Special Gintama Review: Earn Your Happy Ending

originally posted on ace-reviews.tumblr.com on march 4, 2017

‘Sup, nerds, we’re doing something a bit different for Gintama Reviews today. Instead of reviewing an episode, I’m gonna go back and talk about a character no one cares about from an arc no one remembers.

Specifically this arc:


and this character:


The Ryugu Arc is presented as a sequel to the Urashima Taro folktale, which is about this guy:


who gets invited to visit the underwater palace of Ryugu as a reward for helping a turtle. It’s a fairly typical dude-saves-an-animal-that-turns-out-to-be-magic-so-don’t-be-a-dick-ya-fuckin-bratchildren morality tale, but has a fairly atypical ending: when he gets his fill of partying in Ryugu and returns home, he finds that decades have passed, and everyone he knows and loves is dead.

In the folktale, he then opens a box Otohime told him not to open, gets instantly transformed into an old man, and presumably wanders the beach until he dies of old age. In Gintama, however, it’s revealed that he was so shocked by the loss of his family and friends that he attempted suicide and ended up in a coma (or whatever), so Otohime put him in suspended animation until he wakes up.

And that brings us to our main topic: Otohime’s motivations. Her stated goal is the same as the evil queen from Snow White: to stay young and beautiful forever. It’s kind of a weak motivation, but it tends to be a popular one for lady villains who don’t have boyfriends/want to bone the main girl’s boyfriend, because vanity is bad or whatever. What makes Otohime’s motivation a bit more interesting, however, is that her desire to remain young has nothing to do with vanity (at least at first. She does brag to Otae about how she’s “cuter” early in the arc). Instead, she wants to remain unchanging so that when Urashima wakes up from his coma (or whatever), he’ll still have at least one person he recognizes.

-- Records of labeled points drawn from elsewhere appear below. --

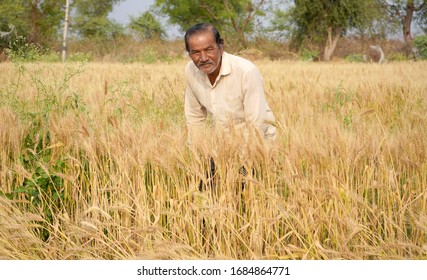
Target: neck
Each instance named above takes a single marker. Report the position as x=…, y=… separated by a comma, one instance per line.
x=212, y=76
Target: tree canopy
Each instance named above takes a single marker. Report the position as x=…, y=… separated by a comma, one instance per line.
x=234, y=18
x=321, y=23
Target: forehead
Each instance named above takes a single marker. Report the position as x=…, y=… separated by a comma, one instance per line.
x=201, y=40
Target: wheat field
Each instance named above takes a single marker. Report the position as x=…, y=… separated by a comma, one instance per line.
x=94, y=165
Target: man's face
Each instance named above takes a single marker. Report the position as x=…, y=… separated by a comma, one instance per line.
x=205, y=52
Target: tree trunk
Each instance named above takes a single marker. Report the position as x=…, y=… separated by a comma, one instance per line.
x=331, y=42
x=407, y=21
x=34, y=29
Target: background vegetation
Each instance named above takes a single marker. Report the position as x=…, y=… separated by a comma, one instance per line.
x=275, y=29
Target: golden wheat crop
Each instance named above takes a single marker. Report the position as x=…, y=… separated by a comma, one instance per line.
x=94, y=165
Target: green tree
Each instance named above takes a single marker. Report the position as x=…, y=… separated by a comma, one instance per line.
x=146, y=27
x=322, y=22
x=39, y=21
x=91, y=20
x=405, y=11
x=235, y=18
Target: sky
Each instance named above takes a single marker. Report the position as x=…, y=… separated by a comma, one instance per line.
x=122, y=12
x=127, y=8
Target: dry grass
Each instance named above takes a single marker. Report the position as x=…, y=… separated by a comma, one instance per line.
x=94, y=165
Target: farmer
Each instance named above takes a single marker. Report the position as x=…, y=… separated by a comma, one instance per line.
x=228, y=87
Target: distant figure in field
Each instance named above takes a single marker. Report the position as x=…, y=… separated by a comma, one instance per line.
x=375, y=54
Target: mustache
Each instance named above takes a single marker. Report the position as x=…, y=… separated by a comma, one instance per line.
x=205, y=63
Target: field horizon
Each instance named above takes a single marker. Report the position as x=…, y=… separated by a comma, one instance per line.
x=95, y=165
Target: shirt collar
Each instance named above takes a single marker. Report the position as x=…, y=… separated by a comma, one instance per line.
x=225, y=65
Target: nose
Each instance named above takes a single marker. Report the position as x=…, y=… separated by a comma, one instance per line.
x=203, y=56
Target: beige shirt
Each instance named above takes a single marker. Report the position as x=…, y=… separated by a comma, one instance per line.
x=236, y=97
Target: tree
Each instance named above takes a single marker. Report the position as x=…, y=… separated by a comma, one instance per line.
x=36, y=20
x=405, y=11
x=91, y=20
x=232, y=17
x=323, y=22
x=146, y=27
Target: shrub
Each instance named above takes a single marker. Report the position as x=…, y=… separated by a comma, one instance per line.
x=354, y=58
x=310, y=55
x=420, y=43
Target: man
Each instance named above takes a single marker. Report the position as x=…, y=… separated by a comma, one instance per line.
x=228, y=87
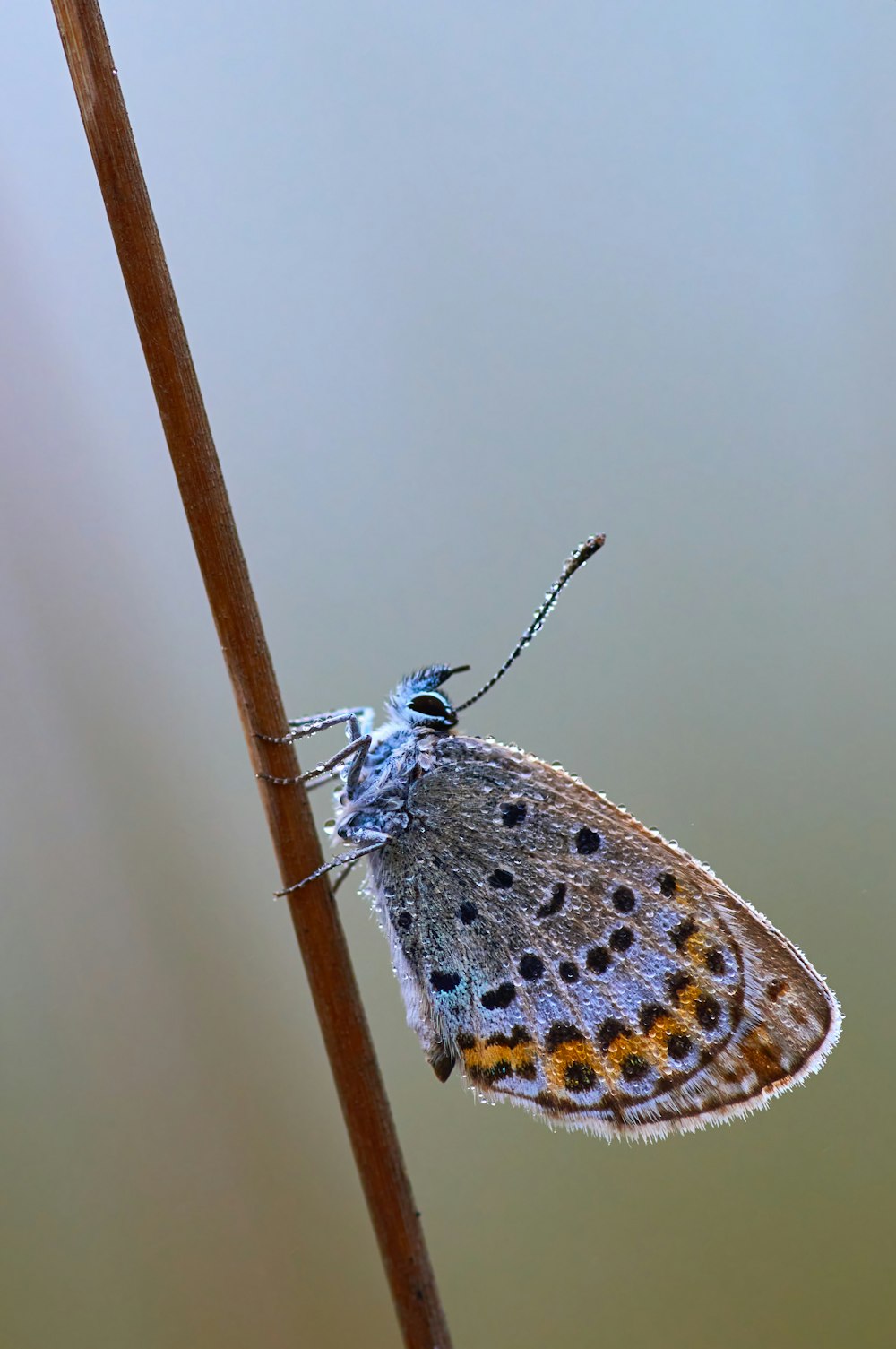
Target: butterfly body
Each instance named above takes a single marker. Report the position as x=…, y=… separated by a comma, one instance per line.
x=564, y=956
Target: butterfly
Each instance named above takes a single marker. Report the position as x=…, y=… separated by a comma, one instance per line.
x=562, y=954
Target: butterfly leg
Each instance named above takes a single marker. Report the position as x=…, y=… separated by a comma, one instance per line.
x=320, y=722
x=357, y=750
x=346, y=860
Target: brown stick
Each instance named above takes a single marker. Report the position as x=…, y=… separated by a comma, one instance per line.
x=239, y=627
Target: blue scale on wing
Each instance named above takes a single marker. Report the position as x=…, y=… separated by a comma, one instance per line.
x=521, y=871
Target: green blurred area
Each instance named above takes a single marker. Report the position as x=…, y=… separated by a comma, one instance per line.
x=463, y=286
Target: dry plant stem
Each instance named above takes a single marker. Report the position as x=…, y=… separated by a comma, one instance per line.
x=224, y=572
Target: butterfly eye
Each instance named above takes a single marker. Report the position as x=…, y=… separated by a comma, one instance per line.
x=429, y=705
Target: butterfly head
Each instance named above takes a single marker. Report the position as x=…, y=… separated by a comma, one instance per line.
x=418, y=700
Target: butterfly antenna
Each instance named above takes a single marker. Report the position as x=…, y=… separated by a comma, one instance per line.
x=581, y=556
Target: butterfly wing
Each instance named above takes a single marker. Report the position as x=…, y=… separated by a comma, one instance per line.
x=578, y=964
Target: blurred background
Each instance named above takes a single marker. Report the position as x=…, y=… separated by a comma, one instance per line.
x=463, y=285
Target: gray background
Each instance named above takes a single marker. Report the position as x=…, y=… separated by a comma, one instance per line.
x=464, y=282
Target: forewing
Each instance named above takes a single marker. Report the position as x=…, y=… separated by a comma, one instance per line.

Is it the best plan? No. In fact, it’s a pretty terrible one that could cause a mentally unstable person (like, say, someone who recently- from their perspective- tried to commit suicide) to become codependent, which is Not Healthy. And the old age box still plays a role in the Arc, in the form of big boxes that release a gas that makes anyone caught up in it age rapidly. Otohime apparently wants to weaponize these boxes for some reason in order to accomplish… something. I think they tried to explain it, but it doesn’t make much sense given her established motivations of wanting to be young and pretty again (hey, I never said the Ryugu Arc was the best written one).

The relationship between Urashima and Otohime is the driving force of the story, and the sole reason it works so well. Normally it’d be a bit annoying that we have yet another female character who’s motivations revolve solely around a dude who said she was pretty one time, except that every choice she made was her own. When Urashima somehow hijacks the palace computers to ask Gin-san and Zura to “save her” (which I don’t think was necessary since one of Gin-san’s few positive character traits is his refusal to just let somebody continue ruining their life, but that’s beside the point), it makes it damn clear that they were not choices he agreed with. And in the end, Otohime’s ultimate redemption doesn’t come from declaring her eternal devotion, her stated intention to die with Urashima after Ryugu Palace starts to break apart and crash, or even her willingness to sacrifice her life for the turtle dudes. Instead, redemption comes when she decides to move on and stop depending on a vegetable to give her life meaning.

Gintama often likes to make it’s arc villains sympathetic in some way. Sometimes it works, sometimes it doesn’t. And fiction in general likes to bring back characters that were assumed dead, which rarely works. But in the last scene when Otohime has moved on with her life and is happily working as the proprietor of a bar, when Urashima shows up inexplicably but decidedly not dead and we close the arc on this face:


it feels earned. And really? That’s all you need for a good ending.